Wow! Nichole came to our “Slow Food in Schools” meeting to find out how Slow Foods could benefit her students in Rockingham County. As a parent and Slow Food participant, Nichole gave me inspiration for school nutrition and the future of our children.
As we continue to progress with the “Slow Food in Schools” program I feel that it is important to become as involved with our schools as possible, especially when they are asking for our help.
Here is a way we can help the children of Rockingham County:
Nichole will be hosting a “Harvest Dinner” at Draper Elementary School in Eden on Tuesday November 14th starting at 6pm. This “Harvest Dinner” will serve approximately 250 parents and children at a minimal cost of $1 to $2. They will be pre-selling tickets and Nichole will have a definite head count soon. There is grant money to buy fresh fruits and vegetables which Nichole would like to purchase from local farmers.
Nichole is also looking to our Slow Food community for the following help:
Menu suggestions (fruit and produce based to expose parents and children to local and seasonal foods)
Donation of turkey or ham
Local Chef to prepare food
Servers (this will give children an opportunity to experience a nice dining experience)
Centerpieces for the tables
Beverages(possibly hot cider)
Slow Food display and banner
If you would like to help make this “Harvest Dinner” a success for the children and parents of Draper Elementary, please contact Nichole directly at (336) 627-2657 or by email at firstname.lastname@example.org.

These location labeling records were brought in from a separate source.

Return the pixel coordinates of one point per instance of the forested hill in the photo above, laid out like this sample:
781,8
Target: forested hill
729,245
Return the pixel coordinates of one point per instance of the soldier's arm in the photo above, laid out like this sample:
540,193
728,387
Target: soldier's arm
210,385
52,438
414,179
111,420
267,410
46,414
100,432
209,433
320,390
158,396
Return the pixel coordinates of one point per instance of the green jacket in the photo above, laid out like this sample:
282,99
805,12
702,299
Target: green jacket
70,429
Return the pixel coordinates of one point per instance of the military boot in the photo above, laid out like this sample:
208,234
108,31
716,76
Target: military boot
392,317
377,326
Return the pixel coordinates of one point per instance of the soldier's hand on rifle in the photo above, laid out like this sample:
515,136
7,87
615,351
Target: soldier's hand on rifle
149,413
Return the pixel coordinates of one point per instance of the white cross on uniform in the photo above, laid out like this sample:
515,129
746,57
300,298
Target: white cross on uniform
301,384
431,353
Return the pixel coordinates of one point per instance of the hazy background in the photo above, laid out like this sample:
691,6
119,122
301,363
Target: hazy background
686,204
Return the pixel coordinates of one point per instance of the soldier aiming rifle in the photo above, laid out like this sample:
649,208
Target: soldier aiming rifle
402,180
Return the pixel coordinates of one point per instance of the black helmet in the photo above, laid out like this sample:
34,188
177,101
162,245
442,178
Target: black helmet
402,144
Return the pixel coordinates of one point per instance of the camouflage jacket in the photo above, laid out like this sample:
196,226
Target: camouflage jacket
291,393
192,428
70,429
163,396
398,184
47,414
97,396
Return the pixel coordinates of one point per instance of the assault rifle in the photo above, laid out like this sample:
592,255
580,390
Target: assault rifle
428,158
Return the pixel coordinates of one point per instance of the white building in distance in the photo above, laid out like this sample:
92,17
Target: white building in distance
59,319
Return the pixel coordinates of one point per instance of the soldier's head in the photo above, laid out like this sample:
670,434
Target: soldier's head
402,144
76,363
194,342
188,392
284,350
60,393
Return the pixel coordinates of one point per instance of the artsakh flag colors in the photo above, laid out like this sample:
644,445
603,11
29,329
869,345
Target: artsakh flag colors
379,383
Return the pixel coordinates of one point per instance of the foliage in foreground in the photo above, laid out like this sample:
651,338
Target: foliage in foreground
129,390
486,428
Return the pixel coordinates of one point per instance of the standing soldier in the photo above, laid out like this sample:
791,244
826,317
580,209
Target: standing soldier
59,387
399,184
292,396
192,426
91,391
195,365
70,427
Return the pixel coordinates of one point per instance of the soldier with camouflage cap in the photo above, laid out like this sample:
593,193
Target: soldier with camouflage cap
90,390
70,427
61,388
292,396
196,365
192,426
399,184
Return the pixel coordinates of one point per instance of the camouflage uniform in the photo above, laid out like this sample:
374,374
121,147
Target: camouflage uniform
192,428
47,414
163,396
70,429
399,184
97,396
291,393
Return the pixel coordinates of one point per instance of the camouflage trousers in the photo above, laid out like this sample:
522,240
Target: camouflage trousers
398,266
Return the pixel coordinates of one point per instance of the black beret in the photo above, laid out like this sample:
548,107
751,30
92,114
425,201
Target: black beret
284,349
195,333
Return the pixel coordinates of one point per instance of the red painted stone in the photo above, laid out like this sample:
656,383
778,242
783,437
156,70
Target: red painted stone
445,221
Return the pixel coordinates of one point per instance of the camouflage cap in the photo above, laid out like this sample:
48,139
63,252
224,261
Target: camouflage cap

I would like to take this time to thank everyone who attended the meeting and for the numerous calls and emails expressing concern. I would also like to thank Nichole Henigin for her enthusiasm and energy that she is sharing with the children and parents in Rockingham County. It is very exciting to see public schools embrace the importance of eating locally and seasonally and sharing this experience with families.